Bekannt für: Bildhauer des David, Maler der Sixtinischen Kapelle

“Seine Hände meißelten Unsterblichkeit aus Marmor und malten das Göttliche”

Biografie

Michelangelo Buonarroti kam 1475 als Sohn eines florentinischen Beamten zur Welt, hineingeboren in eine Republik, die bereits im Glanz künstlerischen Genies erstrahlte. Während seiner Lehrzeit in Florenz nahm er die Disziplin seines Handwerks ebenso in sich auf wie den demokratischen Geist seiner Heimatstadt, doch sein rastloser Ehrgeiz sollte ihn bald zu den größeren Bühnen Roms führen. Mit sechsundzwanzig Jahren, nachdem er bereits den David geschaffen hatte, jene erhabene Verkörperung menschlichen Potentials, in Marmor gebannt, besaß er eine Vision, die weit über technische Meisterschaft hinausging. Er sah die Form, gefangen im Stein, und seine Hände wussten, wie man sie befreite. Sein Meißel wurde zum Werkzeug der Philosophie, das Muskulatur und Emotion mit solcher anatomischen Präzision und psychologischer Tiefe offenbarte, dass sein Werk weniger geschaffen als entdeckt schien, als hätte er nur das Überflüssige entfernt, um das freizulegen, was von jeher darin geruht hatte.

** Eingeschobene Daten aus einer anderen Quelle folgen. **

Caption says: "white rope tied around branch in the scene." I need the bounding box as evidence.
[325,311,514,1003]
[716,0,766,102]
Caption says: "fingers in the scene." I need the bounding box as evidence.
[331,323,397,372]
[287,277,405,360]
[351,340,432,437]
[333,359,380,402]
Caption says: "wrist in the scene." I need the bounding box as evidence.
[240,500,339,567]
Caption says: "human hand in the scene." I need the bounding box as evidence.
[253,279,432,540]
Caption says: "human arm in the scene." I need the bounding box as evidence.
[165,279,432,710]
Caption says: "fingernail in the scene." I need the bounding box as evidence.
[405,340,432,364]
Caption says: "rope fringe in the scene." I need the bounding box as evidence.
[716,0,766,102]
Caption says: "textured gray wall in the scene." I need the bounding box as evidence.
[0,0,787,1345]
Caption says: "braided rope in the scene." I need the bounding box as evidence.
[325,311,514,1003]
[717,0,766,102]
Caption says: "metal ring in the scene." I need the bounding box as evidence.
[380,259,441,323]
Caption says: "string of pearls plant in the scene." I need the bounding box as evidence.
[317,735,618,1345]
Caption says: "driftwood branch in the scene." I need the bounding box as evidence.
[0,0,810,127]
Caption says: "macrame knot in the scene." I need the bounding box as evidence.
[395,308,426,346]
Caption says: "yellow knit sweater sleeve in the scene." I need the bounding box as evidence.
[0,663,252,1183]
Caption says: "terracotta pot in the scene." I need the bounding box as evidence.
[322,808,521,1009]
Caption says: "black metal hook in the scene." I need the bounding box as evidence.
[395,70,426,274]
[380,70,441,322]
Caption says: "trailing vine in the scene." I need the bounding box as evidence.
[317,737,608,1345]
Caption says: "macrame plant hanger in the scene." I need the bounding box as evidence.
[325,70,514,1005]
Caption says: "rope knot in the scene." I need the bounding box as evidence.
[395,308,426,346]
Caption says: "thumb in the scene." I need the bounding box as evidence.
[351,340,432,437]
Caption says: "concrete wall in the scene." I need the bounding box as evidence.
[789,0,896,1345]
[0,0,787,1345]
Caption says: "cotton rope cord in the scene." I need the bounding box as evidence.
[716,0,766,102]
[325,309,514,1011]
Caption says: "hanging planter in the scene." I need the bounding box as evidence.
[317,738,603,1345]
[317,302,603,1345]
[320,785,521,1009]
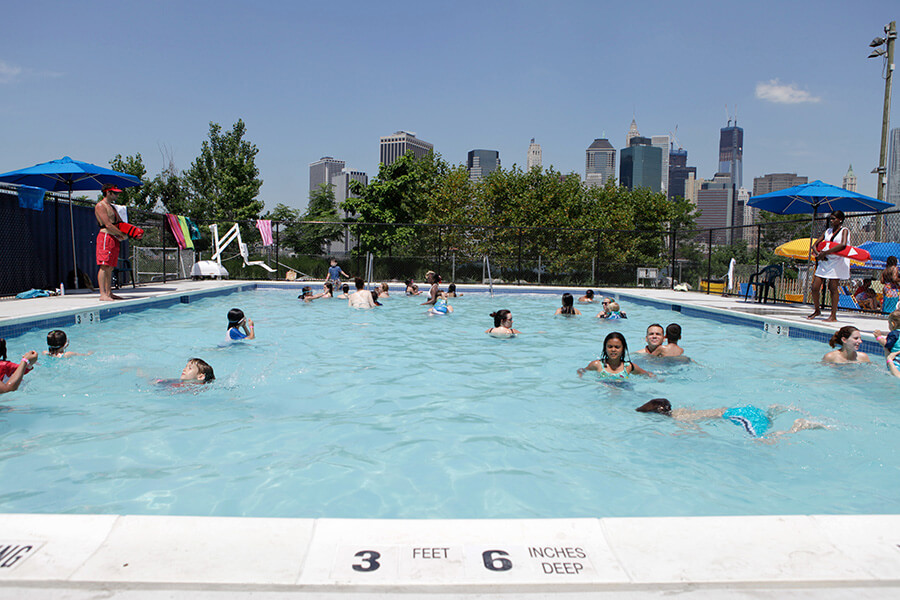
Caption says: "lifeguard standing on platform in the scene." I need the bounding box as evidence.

Jahrzehntelang wirkte Michelangelo im Dienst Roms und entfaltete sein Genie in Bildhauerei, Malerei und Architektur mit einer Intensität, die seine Jahre verzehrte. Die Deckenmalerei der Sixtinischen Kapelle, entstanden zwischen 1508 und 1512, gilt als seine vielleicht erhabenste Leistung, eine gewaltige theologische Vision, in der Adam und Gott sich über jenen unüberbrückbaren Abgrund der Schöpfung hinweg einander entgegenstrecken. Doch dieser Titan, von Päpsten und Fürsten gefeiert und umworben, blieb ein Mann von asketischer Lebensweise und ruheloser Unzufriedenheit, getrieben von einem unstillbaren Verlangen, seine Kunst zu vervollkommnen. Er starb 1564 in Rom, nachdem er die Sprache selbst neu geformt hatte, mit der die westliche Zivilisation Schönheit, Macht und die Würde der menschlichen Gestalt verstand.